Roubei esta foto do blog Chip Hazard (http://chiphazard.zip.net/), do crítico Sérgio Alpendre. Mas aqui postada não ficou com a dimensão e a luminosidade como a publicada no blog citado. Em todo caso, para vê-la maior, mais nítida, e mais grandiosa, é bom dar um clique nela, que vai aparecer em outra janela. Trata-se do olhar de Ethan, o solitário personagem interpretado por John Wayne em Rastros de ódio (The seachers), do grande John Ford, western inexcedível, magnífico, um dos melhores filmes de todos os tempos. Os westerns de Ford são apaixonantes e fascinantes, e mais adjetivos seriam poucos para a expressão de seu valor. Em The seachers, Wayne é um sulista (perdedor da guerra de Secessão americana), que, de volta dela, ao reencontrar alguns de seus familiares, estes são vítimas de um ataque de índios, que levam, com eles, sua sobrinha (Natalie Wood). Com o fito de encontrá-la, parte para a perseguição ao lado de um outro parente (Jeffrey Hunter), que tem sangue de índio. A perseguição, no entanto, leva anos e anos até que a encontra já casada com o chefe indígena. O momento em que a vê nas dunas e, de cavalo, parte para pegá-la, é um momento sublime da história do cinema. Wayne, na verdade, pensa em matá-la, porque, segundo ele, contaminada pela cultura indígena, que detesta. Mas, no ato final, a piedade corroi-lhe a alma. A tomada, quando a entrega à família, e não entra na casa, e parte, andando, solitário, quando o filme se fecha, é outro momento dilacerante.
3 comentários:
Eu sempre achei que a personagem de Nathalie Wood fosse, na verdade, filha de Ethan. O motivo pelo qual ele se afastou da família era óbvio, uma relação mal resolvida com a cunhada (demonstrada quando ela pega o dólmã dele). A raiva da moça, a vontade de matá-la, mesmo com o racismo dele (que, curiosamente, é o personagem que mais entende a cultura indígena -- é só ver a cena em que ele atira nos olhos do índio morto), só se justifica se ela for, na verdade, sua filha.

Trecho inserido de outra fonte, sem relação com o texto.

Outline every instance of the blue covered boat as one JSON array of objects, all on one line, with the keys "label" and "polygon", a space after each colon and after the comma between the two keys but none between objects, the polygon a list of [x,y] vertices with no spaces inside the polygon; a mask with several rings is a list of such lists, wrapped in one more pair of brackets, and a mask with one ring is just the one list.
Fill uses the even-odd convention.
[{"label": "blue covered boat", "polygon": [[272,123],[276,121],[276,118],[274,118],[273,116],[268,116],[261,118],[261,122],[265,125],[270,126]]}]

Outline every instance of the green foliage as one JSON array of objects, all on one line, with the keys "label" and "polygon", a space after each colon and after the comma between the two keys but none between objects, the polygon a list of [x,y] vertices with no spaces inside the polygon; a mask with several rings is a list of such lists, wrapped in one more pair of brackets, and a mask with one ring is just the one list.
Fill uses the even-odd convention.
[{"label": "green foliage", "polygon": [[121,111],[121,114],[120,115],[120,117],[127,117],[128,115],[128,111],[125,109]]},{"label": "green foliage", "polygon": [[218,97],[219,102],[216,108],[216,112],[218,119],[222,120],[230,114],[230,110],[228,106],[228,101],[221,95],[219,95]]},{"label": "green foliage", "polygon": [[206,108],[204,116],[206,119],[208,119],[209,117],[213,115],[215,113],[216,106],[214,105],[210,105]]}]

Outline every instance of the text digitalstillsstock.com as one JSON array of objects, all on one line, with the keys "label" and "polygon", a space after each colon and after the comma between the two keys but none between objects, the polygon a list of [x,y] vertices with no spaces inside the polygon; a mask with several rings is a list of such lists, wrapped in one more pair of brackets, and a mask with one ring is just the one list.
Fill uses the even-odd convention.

Teoria é que nem nariz, cada um tem a sua, né? :)
John Ford é o Pelé do cinema:ao mesmo tempo simples e sublime.
Concordo inteiramente com o Rafael, e acredito que não é questão de teoria não, mas de olhar mais atento sobre a obra. John Ford deixa claro todo esse mistério em sua mise-en-scène acerca disso tudo que você afirma. A relação de Ethan com os índios é o ápice - que talvez só será atingido de novo por Tonacci em seu Serras da Desordem - do paradoxal confronto/comunhão entre colonizador e colonizado. Ethan volta de uma guerra estúpida que a sua raça criou, todas as suas grandes sabedorias são indígenas, mas ética e existencialmente ele pertence à estirpe branca. Simplesmente rotular que Ethan é racista é minimizar problema teórico-poético extremamente profundo. John Ford, como todo grande artista, é extremamente misterioso em suas contraditórias afirmações. Tido normalmente como transparente, e defendido por seus "enquadramentos belíssimos", perde-se muitas vezes os seus berros sutis.
Quando, nos braços, ele enfim encontra sua filha, sendo ela índia/branca, e ele tem que decidir a vida ou a morte desse novo ser miscigenado, ele decide a vida, mas ele é um fantasma daquilo que não pode mais existir, senão entre a terra e o céu, vagando nos ventos.